Vol 11, Num 19 :: 2012.10.26 — 2012.11.08
My baby’s sea scallops with rhubarb and foie gras mousse are slightly overcooked;
her favorite author just released a mediocre book;
her best friend smiles a secret smile and doesn’t meet her eye;
she loves me but she’s well aware I’m kind of not the perfect guy,
and she’s worried she’ll never be able to afford more than one pair of Jimmy Choos:
my baby’s got the first world problem blues.
People ask her, “What’s the matter?” when she feels she looks her best;
she makes phone calls in the stairwell because she can’t get reception at her desk;
the actuary in the next cubicle listens to Nickelback and Creed;
she says she sometimes knows what she wants but she’s never sure what she needs;
she sets her alarm so she can exercise, but she only hits the snooze:
she’s aware she’s got those first world problem blues.
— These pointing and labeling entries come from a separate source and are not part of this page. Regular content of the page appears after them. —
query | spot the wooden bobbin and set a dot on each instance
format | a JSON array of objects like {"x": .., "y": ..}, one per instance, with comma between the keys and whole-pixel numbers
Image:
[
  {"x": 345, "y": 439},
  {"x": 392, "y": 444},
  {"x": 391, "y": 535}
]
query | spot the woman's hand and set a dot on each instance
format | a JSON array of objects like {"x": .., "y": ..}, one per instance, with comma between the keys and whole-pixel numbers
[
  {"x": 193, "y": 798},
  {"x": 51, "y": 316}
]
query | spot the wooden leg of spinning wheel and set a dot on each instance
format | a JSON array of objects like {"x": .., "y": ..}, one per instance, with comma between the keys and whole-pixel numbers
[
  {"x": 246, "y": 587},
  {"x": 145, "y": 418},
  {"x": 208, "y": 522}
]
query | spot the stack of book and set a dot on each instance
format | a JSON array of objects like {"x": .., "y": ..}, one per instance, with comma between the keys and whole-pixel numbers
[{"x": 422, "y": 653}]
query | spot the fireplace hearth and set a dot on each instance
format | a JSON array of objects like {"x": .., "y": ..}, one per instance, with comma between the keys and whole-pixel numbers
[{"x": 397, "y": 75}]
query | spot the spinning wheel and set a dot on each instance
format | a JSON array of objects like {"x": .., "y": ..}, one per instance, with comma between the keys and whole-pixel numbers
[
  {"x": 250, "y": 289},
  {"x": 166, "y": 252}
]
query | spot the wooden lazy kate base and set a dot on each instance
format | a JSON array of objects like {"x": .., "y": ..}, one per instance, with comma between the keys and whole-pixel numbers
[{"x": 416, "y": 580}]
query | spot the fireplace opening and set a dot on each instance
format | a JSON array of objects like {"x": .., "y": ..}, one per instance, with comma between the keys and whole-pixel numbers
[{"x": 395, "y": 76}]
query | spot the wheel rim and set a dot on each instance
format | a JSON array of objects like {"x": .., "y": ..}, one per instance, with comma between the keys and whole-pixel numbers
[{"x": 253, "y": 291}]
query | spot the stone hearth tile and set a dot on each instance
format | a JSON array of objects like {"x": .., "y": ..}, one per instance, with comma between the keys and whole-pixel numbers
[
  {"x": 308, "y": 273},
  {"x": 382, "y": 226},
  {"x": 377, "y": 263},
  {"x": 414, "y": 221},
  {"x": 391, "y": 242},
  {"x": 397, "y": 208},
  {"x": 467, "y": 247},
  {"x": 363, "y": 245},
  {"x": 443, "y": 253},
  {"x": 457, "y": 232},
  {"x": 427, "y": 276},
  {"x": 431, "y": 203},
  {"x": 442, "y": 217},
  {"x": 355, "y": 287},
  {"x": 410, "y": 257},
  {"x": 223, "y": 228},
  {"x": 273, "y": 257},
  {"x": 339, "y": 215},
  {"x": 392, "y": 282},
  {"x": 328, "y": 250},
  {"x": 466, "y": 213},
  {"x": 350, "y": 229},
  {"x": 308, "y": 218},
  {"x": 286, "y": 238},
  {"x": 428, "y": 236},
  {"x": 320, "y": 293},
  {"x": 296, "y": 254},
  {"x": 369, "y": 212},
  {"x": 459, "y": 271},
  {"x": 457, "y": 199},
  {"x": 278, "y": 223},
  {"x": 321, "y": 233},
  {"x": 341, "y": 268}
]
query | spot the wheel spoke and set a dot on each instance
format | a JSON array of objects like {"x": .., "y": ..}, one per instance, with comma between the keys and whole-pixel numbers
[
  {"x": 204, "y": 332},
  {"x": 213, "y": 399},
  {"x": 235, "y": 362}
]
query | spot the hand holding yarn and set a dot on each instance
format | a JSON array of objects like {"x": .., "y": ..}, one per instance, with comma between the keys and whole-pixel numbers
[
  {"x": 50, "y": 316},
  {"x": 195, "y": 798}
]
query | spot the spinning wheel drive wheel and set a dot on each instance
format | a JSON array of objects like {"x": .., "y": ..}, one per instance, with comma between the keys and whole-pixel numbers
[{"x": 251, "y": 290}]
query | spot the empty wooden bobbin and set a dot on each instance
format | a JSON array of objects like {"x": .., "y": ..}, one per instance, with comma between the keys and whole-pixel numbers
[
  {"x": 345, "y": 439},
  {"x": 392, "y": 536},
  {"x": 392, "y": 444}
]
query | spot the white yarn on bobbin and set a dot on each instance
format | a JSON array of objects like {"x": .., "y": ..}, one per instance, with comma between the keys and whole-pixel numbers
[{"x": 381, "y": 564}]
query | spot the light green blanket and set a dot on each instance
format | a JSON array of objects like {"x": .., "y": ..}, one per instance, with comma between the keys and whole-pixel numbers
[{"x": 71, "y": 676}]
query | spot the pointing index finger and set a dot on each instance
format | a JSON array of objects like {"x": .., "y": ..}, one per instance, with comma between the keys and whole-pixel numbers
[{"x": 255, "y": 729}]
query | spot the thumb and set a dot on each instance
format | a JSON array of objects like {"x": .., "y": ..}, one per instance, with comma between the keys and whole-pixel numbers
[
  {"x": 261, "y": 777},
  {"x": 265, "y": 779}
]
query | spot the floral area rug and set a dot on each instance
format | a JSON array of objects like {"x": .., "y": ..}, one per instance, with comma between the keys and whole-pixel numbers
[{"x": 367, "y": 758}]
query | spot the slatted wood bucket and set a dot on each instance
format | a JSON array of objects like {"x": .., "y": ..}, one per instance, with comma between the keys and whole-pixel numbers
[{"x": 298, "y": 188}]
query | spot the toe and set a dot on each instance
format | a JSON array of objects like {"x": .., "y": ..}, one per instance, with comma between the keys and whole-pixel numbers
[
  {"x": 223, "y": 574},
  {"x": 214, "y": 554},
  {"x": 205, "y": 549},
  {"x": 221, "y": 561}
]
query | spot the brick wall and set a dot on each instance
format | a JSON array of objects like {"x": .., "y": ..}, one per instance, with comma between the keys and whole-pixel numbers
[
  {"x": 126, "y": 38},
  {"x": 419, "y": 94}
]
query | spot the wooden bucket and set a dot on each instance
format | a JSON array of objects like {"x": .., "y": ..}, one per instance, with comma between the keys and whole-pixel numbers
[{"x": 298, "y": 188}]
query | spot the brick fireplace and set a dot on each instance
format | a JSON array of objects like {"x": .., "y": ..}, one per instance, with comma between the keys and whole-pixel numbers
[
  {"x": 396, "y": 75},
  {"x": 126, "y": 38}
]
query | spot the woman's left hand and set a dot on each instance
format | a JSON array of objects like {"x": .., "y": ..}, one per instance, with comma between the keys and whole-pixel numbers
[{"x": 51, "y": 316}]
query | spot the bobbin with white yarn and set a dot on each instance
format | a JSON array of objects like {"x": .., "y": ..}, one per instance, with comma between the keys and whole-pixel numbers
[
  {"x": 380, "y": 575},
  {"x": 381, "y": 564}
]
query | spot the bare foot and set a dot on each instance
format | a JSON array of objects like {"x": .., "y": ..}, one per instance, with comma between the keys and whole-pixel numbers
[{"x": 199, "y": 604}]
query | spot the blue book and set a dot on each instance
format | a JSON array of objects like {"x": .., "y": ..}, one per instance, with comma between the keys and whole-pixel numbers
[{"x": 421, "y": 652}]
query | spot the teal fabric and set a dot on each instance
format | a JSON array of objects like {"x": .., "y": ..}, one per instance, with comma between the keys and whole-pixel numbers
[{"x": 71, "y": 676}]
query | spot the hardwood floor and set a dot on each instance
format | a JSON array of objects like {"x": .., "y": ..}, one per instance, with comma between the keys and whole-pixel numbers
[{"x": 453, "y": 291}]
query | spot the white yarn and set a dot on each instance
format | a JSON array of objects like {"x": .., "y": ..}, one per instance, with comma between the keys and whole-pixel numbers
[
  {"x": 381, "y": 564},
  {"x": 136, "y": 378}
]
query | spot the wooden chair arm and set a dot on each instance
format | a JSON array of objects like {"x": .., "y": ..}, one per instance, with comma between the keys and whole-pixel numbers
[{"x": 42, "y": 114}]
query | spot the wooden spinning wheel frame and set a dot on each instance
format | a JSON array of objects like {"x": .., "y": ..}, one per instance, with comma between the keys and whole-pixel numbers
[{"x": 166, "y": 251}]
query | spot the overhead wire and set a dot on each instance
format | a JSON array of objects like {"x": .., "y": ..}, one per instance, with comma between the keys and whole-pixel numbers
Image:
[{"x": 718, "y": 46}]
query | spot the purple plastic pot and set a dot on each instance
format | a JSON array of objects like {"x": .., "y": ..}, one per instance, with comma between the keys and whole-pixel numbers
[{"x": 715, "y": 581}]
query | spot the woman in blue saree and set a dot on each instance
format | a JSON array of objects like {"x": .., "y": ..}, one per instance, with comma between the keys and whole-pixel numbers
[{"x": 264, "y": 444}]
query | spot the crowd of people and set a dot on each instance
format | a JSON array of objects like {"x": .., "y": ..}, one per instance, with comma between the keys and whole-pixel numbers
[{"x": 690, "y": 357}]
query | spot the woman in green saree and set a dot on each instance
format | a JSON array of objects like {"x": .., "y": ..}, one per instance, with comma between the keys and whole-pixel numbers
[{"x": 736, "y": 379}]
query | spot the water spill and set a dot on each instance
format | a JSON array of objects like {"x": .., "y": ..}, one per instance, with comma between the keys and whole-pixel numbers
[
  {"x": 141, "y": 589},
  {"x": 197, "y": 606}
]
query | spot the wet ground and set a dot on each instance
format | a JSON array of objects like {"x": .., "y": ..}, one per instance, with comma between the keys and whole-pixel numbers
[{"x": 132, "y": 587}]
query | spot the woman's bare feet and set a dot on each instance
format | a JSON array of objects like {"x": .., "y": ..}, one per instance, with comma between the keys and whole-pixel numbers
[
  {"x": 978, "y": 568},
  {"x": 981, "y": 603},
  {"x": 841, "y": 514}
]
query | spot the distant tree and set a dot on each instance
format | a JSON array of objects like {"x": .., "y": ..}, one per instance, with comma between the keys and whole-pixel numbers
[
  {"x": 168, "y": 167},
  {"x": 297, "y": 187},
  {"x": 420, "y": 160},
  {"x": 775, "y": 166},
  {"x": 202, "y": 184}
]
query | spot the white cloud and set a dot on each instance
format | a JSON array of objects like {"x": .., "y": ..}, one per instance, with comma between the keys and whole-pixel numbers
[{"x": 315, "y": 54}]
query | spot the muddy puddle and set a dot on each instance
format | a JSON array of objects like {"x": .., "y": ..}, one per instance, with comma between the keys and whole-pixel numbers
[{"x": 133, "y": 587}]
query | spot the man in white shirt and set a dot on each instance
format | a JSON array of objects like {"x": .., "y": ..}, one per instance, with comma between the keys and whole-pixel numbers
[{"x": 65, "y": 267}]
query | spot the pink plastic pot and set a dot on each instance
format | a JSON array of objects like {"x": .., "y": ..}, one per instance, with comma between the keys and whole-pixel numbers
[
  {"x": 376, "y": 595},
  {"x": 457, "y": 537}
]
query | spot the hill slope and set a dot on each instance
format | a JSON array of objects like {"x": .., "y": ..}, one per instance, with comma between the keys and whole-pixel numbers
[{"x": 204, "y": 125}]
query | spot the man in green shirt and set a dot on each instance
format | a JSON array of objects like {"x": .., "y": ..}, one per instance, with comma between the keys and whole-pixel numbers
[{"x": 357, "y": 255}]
Never targeted for genocide, never had to dig a well;
she has no first hand experience on whether war is or isn’t hell;
never sold into the sex trade or aborted because she wasn’t male;
never contracted cholera, survived famine, or practiced free speech and wound up in jail.
All her old bulimic habits have started coming back;
every time she presents her monthly report she has to fight off a panic attack;
doesn’t feel like men take her seriously or even hear what she has to say;
she’d like to climb the corporate ladder but there’s this invisible ceiling in the way;
and her feeling that she’d like to vote disappears every time she watches the news—
oh, can’t somebody stop these first world problem blues?